El capitán obedeció.

- Lo que he dicho a usted, joven, no ha sido por probar su honradez, sino porque a toda costa necesito de usted ... Escúcheme:

Si el gobierno no cambia, me arruinará, tendré que declararme quebrado ... ¿lo escucha usted? ... Me ha obligado su honradez de usted a hacerle esta penosa confesión.

El capitán quedo tan asombrado, que no supo qué responder.

- Usted, capitán, -continuó el padre de Arturo,- no sabe lo que es tener una familia, y un rango en la sociedad, y perderlo de repente ... ¡Es horrible! la miseria después de la opulencia; el desprecio después de la consideración universal. Usted es joven, amigo mío, y no conoce el mundo. Todos esos personajes que vienen diariamente en sus magníficos carruajes a tomar la sopa en mi mesa, a gustar mis exquisitos vinos, no volverán más; huirán de mí, como se huye del contagio de un leproso, porque la pobreza es todavía más temible que la lepra. En vez de aduladores, que diariamente procuran lisonjear mi amor propio, y me tratan con respeto, tendré inicuos e inexorables acreedores, que se llevarán sin misericordia mis carruajes, mi plata labrada, mis muebles, hasta las alhajas de mi pobre mujer, y que después me arrastrarán ante los tribunales, donde tendré que sufrir humillaciones y desengaños. En cuanto a mí, soy viejo; pero mi pobre mujer morirá sin remedio, y ¡Arturo! ¿cuál será su porvenir? ... Repito, capitán, usted no es capaz de comprender mi amarga situación ...

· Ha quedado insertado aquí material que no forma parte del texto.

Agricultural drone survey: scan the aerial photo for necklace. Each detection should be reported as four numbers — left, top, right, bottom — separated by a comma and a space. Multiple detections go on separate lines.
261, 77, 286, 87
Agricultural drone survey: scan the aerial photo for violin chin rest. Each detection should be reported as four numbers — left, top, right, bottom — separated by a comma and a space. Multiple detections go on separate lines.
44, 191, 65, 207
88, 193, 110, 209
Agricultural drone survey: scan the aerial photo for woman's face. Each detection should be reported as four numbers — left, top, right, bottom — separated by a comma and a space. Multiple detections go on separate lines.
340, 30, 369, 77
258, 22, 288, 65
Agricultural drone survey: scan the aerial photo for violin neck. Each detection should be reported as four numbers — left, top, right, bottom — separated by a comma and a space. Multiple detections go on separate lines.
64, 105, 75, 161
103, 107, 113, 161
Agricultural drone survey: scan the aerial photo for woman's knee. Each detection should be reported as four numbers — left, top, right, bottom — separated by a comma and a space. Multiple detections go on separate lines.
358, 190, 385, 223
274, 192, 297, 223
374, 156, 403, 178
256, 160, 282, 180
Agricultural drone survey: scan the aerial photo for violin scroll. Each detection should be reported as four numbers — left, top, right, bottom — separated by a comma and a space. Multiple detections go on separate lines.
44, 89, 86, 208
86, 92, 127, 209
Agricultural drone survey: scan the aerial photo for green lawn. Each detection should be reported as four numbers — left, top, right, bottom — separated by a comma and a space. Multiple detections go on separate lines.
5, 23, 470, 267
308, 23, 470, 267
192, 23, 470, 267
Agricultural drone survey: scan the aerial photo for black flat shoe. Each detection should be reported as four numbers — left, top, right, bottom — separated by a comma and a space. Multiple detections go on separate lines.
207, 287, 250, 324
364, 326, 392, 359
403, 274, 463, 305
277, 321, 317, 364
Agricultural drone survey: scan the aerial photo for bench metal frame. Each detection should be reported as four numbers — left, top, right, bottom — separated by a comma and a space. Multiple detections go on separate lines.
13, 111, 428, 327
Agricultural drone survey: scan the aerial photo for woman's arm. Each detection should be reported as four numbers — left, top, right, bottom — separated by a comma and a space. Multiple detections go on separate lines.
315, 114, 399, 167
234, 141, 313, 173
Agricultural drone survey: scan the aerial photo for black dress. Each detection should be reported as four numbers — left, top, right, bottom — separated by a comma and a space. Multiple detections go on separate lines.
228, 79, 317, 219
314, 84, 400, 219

El tono patético y verídico con que D. Antonio decía estas palabras, conmovieron profundamente al capitán.

- Voy a dar a usted una prueba de que soy amigo de Arturo, caballero, -dijo Manuel:- yo tengo veinte mil pesos en una casa de comercio. En una de mis calaveradas, la fortuna me sopló, y gané en el juego. Deme usted una pluma y un papel, y al momento daré orden para que los pongan a disposición de usted.

D. Antonio, conmovido de esta muestra de nobleza, estrecho la mano del capitán.

- Desde este momento ocupa usted en mi corazón el mismo lugar que mi hijo. Rico o pobre, mi familia es la familia de usted, y mi casa es su casa.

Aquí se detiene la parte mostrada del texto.